Virgin River (Virgin River #1)(107)





Right after a light breakfast, she headed for Doc’s. She supposed it was in order to tell him right away, but when she walked into the house, she was greeted by quiet. Good, she thought. No patients yet. She went to Doc’s office and tapped lightly on the door, then pushed it open. He was sitting in the chair at his desk, leaning back, his eyes closed. Hmm. Doesn’t sleep in daylight, huh? She stood over him. It was good to see Doc docile for once.

Mel was about to leave and wait for a better time, but something made her take a closer look at Doc. His eyes were pinched closed, his face in a grimace and his coloring wasn’t right. He was gray. She reached down and squeezed his wrist with the forefingers of one hand. His pulse was racing. Mel felt Doc’s brow and found his skin clammy. His eyes opened into slits. “What is it?” she asked him.

“Nothing,” he said. “Heartburn.”

Heartburn does not make your pulse race and your skin clammy, she thought. She ran for the stethoscope and blood pressure cuff in the exam room, returning to him. “You going to tell me what it is—or make me guess?”

“I told you… Nothing. I’ll be fine in a few minutes.”

She took his blood pressure, though she had to struggle with him for cooperation. “Did you have breakfast?” she asked him.

“A while ago.”

“What did you have? Bacon and eggs? Sausage?”

“It wasn’t that great. Preacher’s a little off on the cooking…”

His blood pressure was elevated. “Any chest pains?” she asked.

“No.”

She palpated his abdomen, although excess lipid tissue on his pot belly made it impossible to feel his internal organs while he was sitting upright. And he slapped at her hand, trying to push her away. But as she palpated, he grunted in pain. “How many of them have you had?” she asked him.

“How many what?”

“Attacks. Like this.”

“One or two,” he said.

“Don’t lie to the nice little nurse,” she chastised. “How long has this been going on?” She pulled the lids back on his eyes and they had begun to yellow. He was jaundicing. “You waiting for your liver to blow?”

“It’ll pass.”

He was having a major league gallbladder attack, and she wasn’t sure that was all. She didn’t even think about it—she picked up the phone and called the bar. “Jack,” she said, “come over, please. I have to get Doc to the hospital.” And she hung up.

“No,” Doc said.

“Yes,” she said. “If you argue with me now, I’ll get Jack and Preacher to put you in a fireman’s carry and dump you in the Hummer. That should make your belly feel good.” She looked at his face. “How’s your back?”

“Terrible. This one is kind of bad.”

“You’re getting jaundiced, Doc,” she said. “We can’t wait. I suspect you’re in a biliary crisis. I’m going to start an IV and I don’t want any lip.”

Before she could get the needle in, both Jack and Preacher arrived. “We’ll get him in the car and I’ll drive you,” Jack said. “What’s the matter with him?”

“I think it’s a gallbladder attack, but he’s not talking. It’s serious. His blood pressure is up and he’s in terrible pain.”

“Waste of time,” Doc said. “It’ll pass.”

“Please be still,” she implored. “I don’t want to have to ask these big boys to hold you down.”

Once the IV was in, she made a mad dash to the drug cabinet while Jack and Preacher each got on either side of him, walking him slowly out the door, Jack holding the Ringer’s over his head. When they got to the Hummer she joined them. Doc said, “I’m not lying down.”

“I think you should—”

“I can’t,” he said. “Bad enough sitting up.”

“All right then, we’ll take out the gurney and put up the backseat. I’ll pull the IV bag hook forward and sit beside you. Have you taken anything for the pain yet?”

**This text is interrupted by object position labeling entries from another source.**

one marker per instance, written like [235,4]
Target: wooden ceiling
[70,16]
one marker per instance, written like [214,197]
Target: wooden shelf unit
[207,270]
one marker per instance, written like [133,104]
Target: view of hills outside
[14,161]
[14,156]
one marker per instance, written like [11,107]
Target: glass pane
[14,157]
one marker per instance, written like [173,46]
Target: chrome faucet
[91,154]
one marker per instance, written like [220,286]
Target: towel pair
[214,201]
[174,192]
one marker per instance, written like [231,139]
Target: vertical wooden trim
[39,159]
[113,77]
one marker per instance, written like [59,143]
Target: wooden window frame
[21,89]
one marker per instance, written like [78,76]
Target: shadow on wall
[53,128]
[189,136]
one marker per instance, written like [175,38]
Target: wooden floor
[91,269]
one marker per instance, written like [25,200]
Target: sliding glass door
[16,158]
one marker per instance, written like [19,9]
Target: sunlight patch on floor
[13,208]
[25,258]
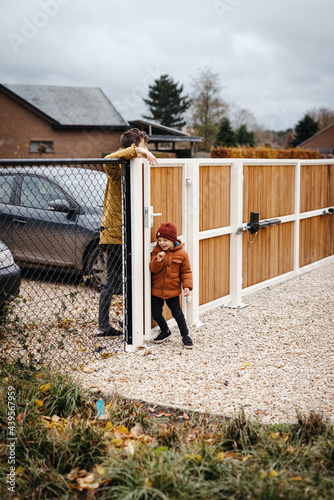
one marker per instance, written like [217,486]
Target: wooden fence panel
[166,197]
[214,197]
[214,268]
[269,190]
[316,239]
[316,187]
[269,256]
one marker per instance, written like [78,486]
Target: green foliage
[208,107]
[174,455]
[305,128]
[226,135]
[245,137]
[165,102]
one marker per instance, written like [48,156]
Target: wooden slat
[214,258]
[316,187]
[316,239]
[214,198]
[268,190]
[166,197]
[270,255]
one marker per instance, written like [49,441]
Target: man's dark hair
[133,136]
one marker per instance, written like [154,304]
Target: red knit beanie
[168,231]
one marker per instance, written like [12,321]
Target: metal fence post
[235,238]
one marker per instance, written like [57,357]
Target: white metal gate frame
[142,218]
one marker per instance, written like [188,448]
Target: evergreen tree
[207,107]
[165,102]
[226,135]
[305,128]
[245,137]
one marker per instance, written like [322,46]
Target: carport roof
[69,106]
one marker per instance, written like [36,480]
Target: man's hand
[160,256]
[145,153]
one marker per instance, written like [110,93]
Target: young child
[133,143]
[170,268]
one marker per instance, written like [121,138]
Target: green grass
[76,456]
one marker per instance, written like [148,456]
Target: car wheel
[96,268]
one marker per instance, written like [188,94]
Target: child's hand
[145,153]
[160,256]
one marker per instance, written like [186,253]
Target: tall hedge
[262,152]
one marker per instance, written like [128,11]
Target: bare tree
[322,115]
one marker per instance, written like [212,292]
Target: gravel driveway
[273,358]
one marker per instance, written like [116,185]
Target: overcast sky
[274,57]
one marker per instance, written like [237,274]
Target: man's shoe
[187,342]
[162,337]
[111,332]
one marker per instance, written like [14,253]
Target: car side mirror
[59,206]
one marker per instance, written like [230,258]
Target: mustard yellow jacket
[111,225]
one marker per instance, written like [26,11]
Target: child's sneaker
[162,337]
[187,342]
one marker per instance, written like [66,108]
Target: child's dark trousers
[174,306]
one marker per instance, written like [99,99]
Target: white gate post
[137,253]
[235,237]
[297,216]
[192,237]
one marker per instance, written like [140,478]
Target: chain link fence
[50,294]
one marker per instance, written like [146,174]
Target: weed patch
[135,451]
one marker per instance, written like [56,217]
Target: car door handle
[20,221]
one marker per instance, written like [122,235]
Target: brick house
[323,141]
[51,121]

“I was just starting to have very kind thoughts toward morphine,” he said. Jack adjusted the backseat, leaving the gurney on Doc’s porch. Doc climbed clumsily into the backseat. “We just don’t have good enough drugs,” he muttered.

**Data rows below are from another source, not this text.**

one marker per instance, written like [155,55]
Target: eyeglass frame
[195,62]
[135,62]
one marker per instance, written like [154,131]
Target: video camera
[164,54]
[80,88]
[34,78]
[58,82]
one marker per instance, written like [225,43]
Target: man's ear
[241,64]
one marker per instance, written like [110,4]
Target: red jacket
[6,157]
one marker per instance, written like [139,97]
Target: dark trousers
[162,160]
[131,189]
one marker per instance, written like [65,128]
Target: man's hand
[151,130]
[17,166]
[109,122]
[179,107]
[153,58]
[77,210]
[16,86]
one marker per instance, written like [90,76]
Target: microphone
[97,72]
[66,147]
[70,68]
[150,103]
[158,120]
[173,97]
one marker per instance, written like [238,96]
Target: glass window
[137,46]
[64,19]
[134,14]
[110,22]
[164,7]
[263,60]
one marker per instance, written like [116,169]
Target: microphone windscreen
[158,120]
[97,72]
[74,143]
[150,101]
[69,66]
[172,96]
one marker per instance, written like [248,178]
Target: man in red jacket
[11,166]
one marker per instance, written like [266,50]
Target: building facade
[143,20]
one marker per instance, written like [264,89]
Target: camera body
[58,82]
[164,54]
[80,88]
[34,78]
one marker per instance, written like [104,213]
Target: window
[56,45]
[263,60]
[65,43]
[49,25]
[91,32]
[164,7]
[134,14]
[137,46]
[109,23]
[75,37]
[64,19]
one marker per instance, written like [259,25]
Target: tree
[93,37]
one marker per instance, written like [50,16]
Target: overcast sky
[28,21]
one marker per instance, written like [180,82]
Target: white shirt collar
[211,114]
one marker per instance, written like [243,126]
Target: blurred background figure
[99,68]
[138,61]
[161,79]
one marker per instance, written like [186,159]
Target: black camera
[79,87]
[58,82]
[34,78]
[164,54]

“Can you make it to the hospital without drugs? Give the doctor a clean slate?”

“Arrrggghhh,” he grumbled.

“If you insist, I’ll give you something—but it would be better to let the E.R. decide what’s best.” She took a breath. “I grabbed some morphine.”

He peered at her through slits. “Hit me,” he said. “It’s just god-awful.”

She sighed and drew up a syringe from the vial in her bag, putting it right into the IV. It took only moments for him to say, “Ahhh…”

“Have you seen anyone about this?” she asked him.

“I’m a doctor, young woman. I can take care of myself.”

“Oh, brother,” she said.

“There’s a clinic in Garberville,” Jack said as he started the car. “It’s closer than Valley Hospital.”

“We’re going to need a surgeon,” Mel informed him.